Since the discovery of the Dead Sea Scrolls, one of the most important archaeological findings in modern times, Qumran, has been continuously examined by researchers, who have struggled to solve the puzzles surrounding the area.
An ancient ceremony described in the Cairo Genizah, a collection of Jewish historical manuscripts discovered in the 19th century in the Egyptian capital, may hold the key to understanding the mysteries of the archaeological site of Qumran, claims Dr Daniel Vainstub of Ben-Gurion University and the Israel Museum.
Was Qumran a fortress, a villa, or a commercial centre? Who lived in it, why are there thousands of pottery vessels in the area, which was reportedly inhabited by no more than 20-30 people? Why haven’t archaeologists found any evidence of private dwellings at Qumran? These are some of the questions scientists still can’t answer.
Dr Vainstub claims to have solved some of these mysteries. He points to a document in the Cairo Genizah called the Damascus Document, which describes an ancient ceremony.

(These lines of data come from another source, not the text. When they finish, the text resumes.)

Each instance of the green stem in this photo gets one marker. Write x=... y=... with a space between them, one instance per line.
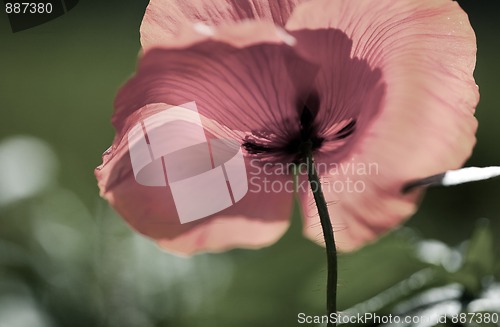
x=326 y=224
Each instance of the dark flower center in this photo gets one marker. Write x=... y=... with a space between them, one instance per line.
x=297 y=145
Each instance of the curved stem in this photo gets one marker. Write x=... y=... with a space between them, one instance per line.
x=326 y=224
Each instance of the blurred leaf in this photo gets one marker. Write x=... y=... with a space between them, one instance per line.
x=479 y=260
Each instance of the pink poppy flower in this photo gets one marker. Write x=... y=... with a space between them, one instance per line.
x=383 y=90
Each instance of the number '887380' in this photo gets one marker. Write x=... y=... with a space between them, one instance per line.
x=28 y=8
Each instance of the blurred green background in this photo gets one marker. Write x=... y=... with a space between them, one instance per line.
x=66 y=259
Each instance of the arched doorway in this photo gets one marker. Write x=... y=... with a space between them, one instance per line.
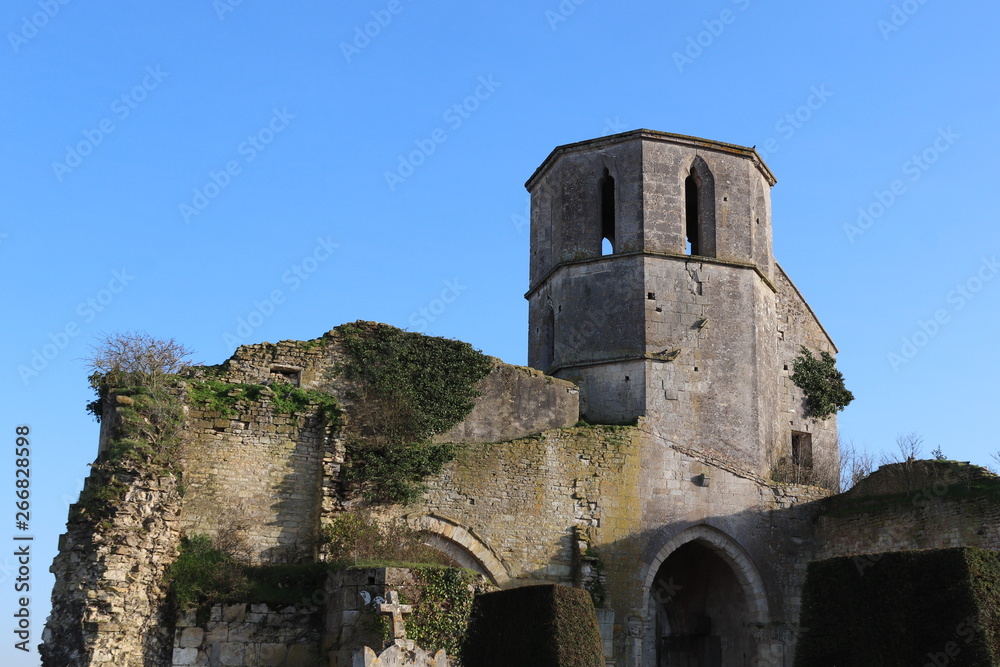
x=450 y=538
x=705 y=599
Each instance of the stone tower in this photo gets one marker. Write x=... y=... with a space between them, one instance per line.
x=654 y=287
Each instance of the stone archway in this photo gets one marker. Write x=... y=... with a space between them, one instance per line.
x=705 y=599
x=452 y=539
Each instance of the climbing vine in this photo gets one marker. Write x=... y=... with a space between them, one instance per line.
x=441 y=614
x=409 y=388
x=821 y=382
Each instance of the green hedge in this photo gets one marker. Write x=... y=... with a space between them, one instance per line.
x=905 y=609
x=542 y=626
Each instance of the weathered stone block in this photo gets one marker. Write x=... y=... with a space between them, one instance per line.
x=191 y=638
x=232 y=654
x=185 y=656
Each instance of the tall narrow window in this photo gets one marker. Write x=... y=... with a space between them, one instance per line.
x=549 y=340
x=691 y=214
x=607 y=184
x=802 y=450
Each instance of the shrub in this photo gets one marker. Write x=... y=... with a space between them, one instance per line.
x=821 y=382
x=543 y=626
x=409 y=388
x=899 y=609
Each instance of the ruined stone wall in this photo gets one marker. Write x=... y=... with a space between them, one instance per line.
x=108 y=600
x=917 y=505
x=257 y=476
x=516 y=401
x=719 y=390
x=604 y=506
x=798 y=326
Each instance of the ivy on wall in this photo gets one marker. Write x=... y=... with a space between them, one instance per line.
x=409 y=388
x=821 y=382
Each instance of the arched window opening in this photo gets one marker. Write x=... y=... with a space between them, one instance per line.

According to Vainstub, the gathering took place at what is now the archaeological site.
The scientist’s hypothesis offers an explanation for several mysteries, such as the absence of private dwellings amidst numerous public buildings. Vainstub claims that the small group that inhabited Qumran prepared the site each year for a grandiose event attended by thousands of people. The pilgrims who arrived for the ceremony slept outside or in tents. The researcher suggests that Qumran was even built for the purpose of yearly religious gatherings, which was likely attended by members of the Jewish Essenes sect.